This one day conference brought together those academics working to advance data science and provided an update on the research and collaborations taking place at CCIMI, associated challenges and other potential collaborative opportunities, as well as highlighting projects being developed elsewhere related to data analysis. Talks covered the applications of optimisation methods in engineering and science; algorithm design, analysis and implementation for linear and nonlinear non convex smooth optimisation​, regularisation and optimisation for machine learning. More details are on the event webpage

Innovative Mathematics for the Modern Industrial Strategy took place at INI from Monday 3rd February 2020 - Friday 14th February 2020. For many decades there has been a need for mathematical innovation in industry, especially in our largest R&D intensive companies. This case was made clear in the 2018 Bond Review and with the UK  Government's Modern Industrial Strategy there is an opportunity to do as the Bond Review suggests and  link together the providers of mathematics with senior business leaders,  and provide resources for long-term industry-driven collaboration in areas that can benefit from innovative mathematics. In 2019 a workshop related to the Industrial Strategy Challenge Fund was held at ICMS. This meeting scoped possible mathematical topics and identified some key areas that could both stimulate mathematical innovation and offer exciting possibilities of adding value to industry.

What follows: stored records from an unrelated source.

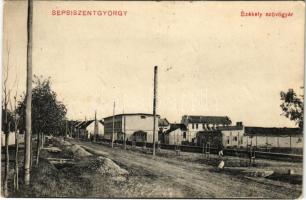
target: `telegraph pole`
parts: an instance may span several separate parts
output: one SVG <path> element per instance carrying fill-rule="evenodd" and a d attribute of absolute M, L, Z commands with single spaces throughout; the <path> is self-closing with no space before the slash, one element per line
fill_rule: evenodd
<path fill-rule="evenodd" d="M 154 67 L 154 90 L 153 90 L 153 156 L 155 156 L 155 126 L 156 126 L 156 99 L 157 99 L 157 69 Z"/>
<path fill-rule="evenodd" d="M 94 142 L 96 142 L 99 133 L 99 125 L 97 120 L 97 111 L 95 110 L 95 127 L 94 127 Z"/>
<path fill-rule="evenodd" d="M 112 148 L 114 148 L 114 135 L 115 135 L 115 101 L 113 106 L 113 132 L 112 132 Z"/>

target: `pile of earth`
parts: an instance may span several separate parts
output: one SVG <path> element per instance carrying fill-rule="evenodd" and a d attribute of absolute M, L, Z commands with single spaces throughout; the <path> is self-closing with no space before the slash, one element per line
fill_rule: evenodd
<path fill-rule="evenodd" d="M 121 168 L 111 159 L 102 156 L 85 158 L 74 166 L 74 170 L 80 173 L 99 174 L 116 181 L 125 181 L 129 175 L 127 170 Z"/>
<path fill-rule="evenodd" d="M 83 157 L 87 157 L 87 156 L 92 156 L 91 153 L 86 151 L 80 145 L 71 144 L 70 142 L 65 141 L 63 139 L 59 139 L 59 138 L 53 138 L 53 141 L 54 141 L 54 145 L 62 148 L 64 151 L 72 154 L 75 157 L 83 158 Z"/>

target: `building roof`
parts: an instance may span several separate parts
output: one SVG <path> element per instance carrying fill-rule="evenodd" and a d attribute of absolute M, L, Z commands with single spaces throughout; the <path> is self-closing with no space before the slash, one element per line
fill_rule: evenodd
<path fill-rule="evenodd" d="M 75 126 L 75 128 L 78 128 L 78 129 L 85 129 L 87 128 L 87 126 L 89 126 L 92 122 L 94 122 L 95 120 L 87 120 L 87 121 L 82 121 L 80 122 L 79 124 L 77 124 Z M 100 122 L 102 125 L 104 125 L 104 122 L 102 120 L 98 120 L 98 122 Z"/>
<path fill-rule="evenodd" d="M 220 131 L 236 131 L 243 130 L 243 126 L 218 126 L 217 130 Z"/>
<path fill-rule="evenodd" d="M 301 136 L 303 131 L 299 128 L 277 127 L 245 127 L 245 134 L 249 136 Z"/>
<path fill-rule="evenodd" d="M 169 121 L 166 118 L 158 119 L 158 126 L 169 126 Z"/>
<path fill-rule="evenodd" d="M 185 124 L 170 124 L 170 129 L 167 130 L 165 134 L 169 134 L 177 129 L 181 129 L 182 131 L 187 131 L 187 127 Z"/>
<path fill-rule="evenodd" d="M 120 117 L 120 116 L 134 116 L 134 115 L 141 115 L 141 116 L 150 116 L 153 117 L 153 114 L 150 113 L 122 113 L 122 114 L 117 114 L 115 117 Z M 104 117 L 104 119 L 112 118 L 112 116 Z M 160 117 L 160 115 L 156 115 L 156 117 Z"/>
<path fill-rule="evenodd" d="M 205 123 L 205 124 L 227 124 L 230 125 L 232 121 L 227 116 L 195 116 L 184 115 L 188 123 Z"/>

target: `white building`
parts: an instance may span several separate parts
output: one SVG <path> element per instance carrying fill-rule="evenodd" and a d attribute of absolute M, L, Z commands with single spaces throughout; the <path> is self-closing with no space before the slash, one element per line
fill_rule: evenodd
<path fill-rule="evenodd" d="M 159 119 L 160 116 L 156 115 L 156 142 L 158 141 Z M 153 143 L 153 120 L 153 115 L 147 113 L 128 113 L 106 117 L 104 118 L 104 138 L 112 139 L 114 131 L 114 140 L 124 140 L 125 134 L 125 139 L 128 141 Z"/>
<path fill-rule="evenodd" d="M 232 122 L 227 116 L 184 115 L 181 123 L 187 127 L 187 140 L 196 143 L 198 132 L 217 130 L 218 127 L 229 126 Z"/>

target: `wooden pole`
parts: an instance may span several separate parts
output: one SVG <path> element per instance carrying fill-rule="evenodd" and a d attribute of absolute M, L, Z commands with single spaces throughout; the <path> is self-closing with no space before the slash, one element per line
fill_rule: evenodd
<path fill-rule="evenodd" d="M 123 115 L 123 132 L 124 132 L 124 149 L 126 149 L 126 129 L 125 129 L 125 122 L 126 122 L 126 120 L 125 120 L 125 115 Z"/>
<path fill-rule="evenodd" d="M 112 148 L 114 148 L 114 136 L 115 136 L 115 106 L 116 106 L 116 103 L 115 103 L 115 101 L 114 101 L 114 106 L 113 106 Z"/>
<path fill-rule="evenodd" d="M 26 82 L 26 117 L 25 117 L 25 155 L 24 155 L 24 184 L 30 184 L 31 167 L 31 111 L 32 111 L 32 23 L 33 0 L 28 0 L 27 18 L 27 82 Z"/>
<path fill-rule="evenodd" d="M 155 126 L 156 126 L 156 102 L 157 102 L 157 70 L 158 67 L 154 67 L 154 89 L 153 89 L 153 156 L 155 156 Z"/>
<path fill-rule="evenodd" d="M 98 132 L 99 132 L 99 125 L 97 120 L 97 111 L 95 111 L 94 142 L 96 142 L 96 139 L 98 137 Z"/>

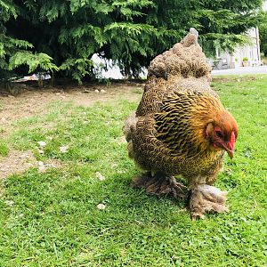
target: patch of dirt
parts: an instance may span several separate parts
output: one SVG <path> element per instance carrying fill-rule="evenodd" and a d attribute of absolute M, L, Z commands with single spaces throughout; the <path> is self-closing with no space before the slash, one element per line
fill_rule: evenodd
<path fill-rule="evenodd" d="M 21 174 L 30 167 L 37 167 L 39 172 L 44 172 L 49 167 L 59 167 L 61 163 L 49 160 L 45 163 L 37 161 L 32 151 L 10 151 L 7 158 L 0 160 L 0 179 L 4 179 L 12 174 Z"/>
<path fill-rule="evenodd" d="M 97 101 L 116 101 L 118 99 L 138 101 L 143 91 L 143 84 L 115 83 L 109 86 L 87 85 L 83 86 L 34 88 L 32 85 L 20 85 L 20 93 L 12 96 L 0 93 L 0 138 L 9 135 L 14 130 L 12 125 L 18 119 L 27 118 L 37 114 L 45 114 L 50 102 L 74 102 L 78 106 L 92 106 Z M 46 126 L 46 125 L 44 125 Z M 120 141 L 121 142 L 121 141 Z M 0 178 L 14 173 L 23 173 L 32 166 L 39 171 L 48 167 L 57 167 L 61 163 L 38 162 L 32 151 L 11 150 L 7 158 L 0 158 Z"/>

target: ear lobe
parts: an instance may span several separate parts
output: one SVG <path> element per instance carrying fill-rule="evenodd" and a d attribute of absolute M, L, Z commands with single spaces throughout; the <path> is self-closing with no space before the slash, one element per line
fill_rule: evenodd
<path fill-rule="evenodd" d="M 209 137 L 211 133 L 214 132 L 214 125 L 212 123 L 209 123 L 207 125 L 206 125 L 206 137 Z"/>

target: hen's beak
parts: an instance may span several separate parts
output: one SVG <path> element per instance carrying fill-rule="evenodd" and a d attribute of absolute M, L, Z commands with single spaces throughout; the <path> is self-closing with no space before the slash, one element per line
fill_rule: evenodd
<path fill-rule="evenodd" d="M 233 158 L 233 152 L 234 152 L 234 142 L 228 142 L 227 144 L 223 144 L 223 149 L 227 151 L 228 156 L 230 158 Z"/>

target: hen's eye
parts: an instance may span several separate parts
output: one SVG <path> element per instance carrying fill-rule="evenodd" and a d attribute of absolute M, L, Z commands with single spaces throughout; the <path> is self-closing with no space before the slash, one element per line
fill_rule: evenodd
<path fill-rule="evenodd" d="M 216 134 L 217 137 L 219 137 L 219 138 L 223 137 L 223 134 L 221 131 L 216 131 L 215 134 Z"/>

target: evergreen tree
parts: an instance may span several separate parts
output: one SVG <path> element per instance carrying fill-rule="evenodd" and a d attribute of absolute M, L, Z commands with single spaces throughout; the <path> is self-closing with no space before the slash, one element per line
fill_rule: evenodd
<path fill-rule="evenodd" d="M 11 20 L 16 20 L 20 9 L 12 1 L 0 1 L 0 84 L 8 85 L 12 76 L 12 70 L 19 66 L 28 66 L 28 71 L 35 70 L 53 71 L 58 70 L 52 63 L 52 57 L 40 53 L 32 53 L 32 44 L 26 38 L 19 39 L 17 35 L 8 35 L 6 24 Z"/>
<path fill-rule="evenodd" d="M 231 51 L 244 44 L 246 31 L 262 20 L 262 0 L 1 0 L 0 4 L 5 12 L 0 20 L 5 38 L 25 40 L 13 45 L 32 49 L 35 56 L 45 54 L 46 63 L 53 58 L 59 74 L 78 82 L 93 76 L 93 53 L 137 77 L 142 67 L 179 42 L 190 27 L 198 30 L 202 46 L 210 53 L 215 46 Z M 5 56 L 5 64 L 8 57 L 25 63 L 12 54 Z"/>

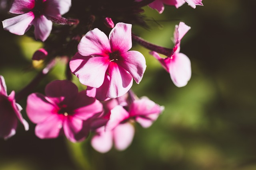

Working with the KTN, INI and the Gateway delivered 2 workshops in February 2020 - Network Theory and Optimal Control for the Circular Economy and Physical Modelling for Formulation. 
They brought academics and those from industry together to discuss particular challenges and the sessions covered a number of different topics and challenges in each week. ​Outputs from the events will be available in due course and for more information contact Matt Butchers. ​

Advances in Numerical Modelling​- Applications of Geometric and Structure Preserving Methods took place on Tuesday 3rd December 2019. Geometric and structure preserving methods are a special class of numerical algorithms used to compute solutions to differential equations that preserve the underlying geometry and structure of the system. The key advantage of these methods is that they are not only computationally fast, but they also improve the accuracy of the computation since they are both quantitatively and qualitatively precise.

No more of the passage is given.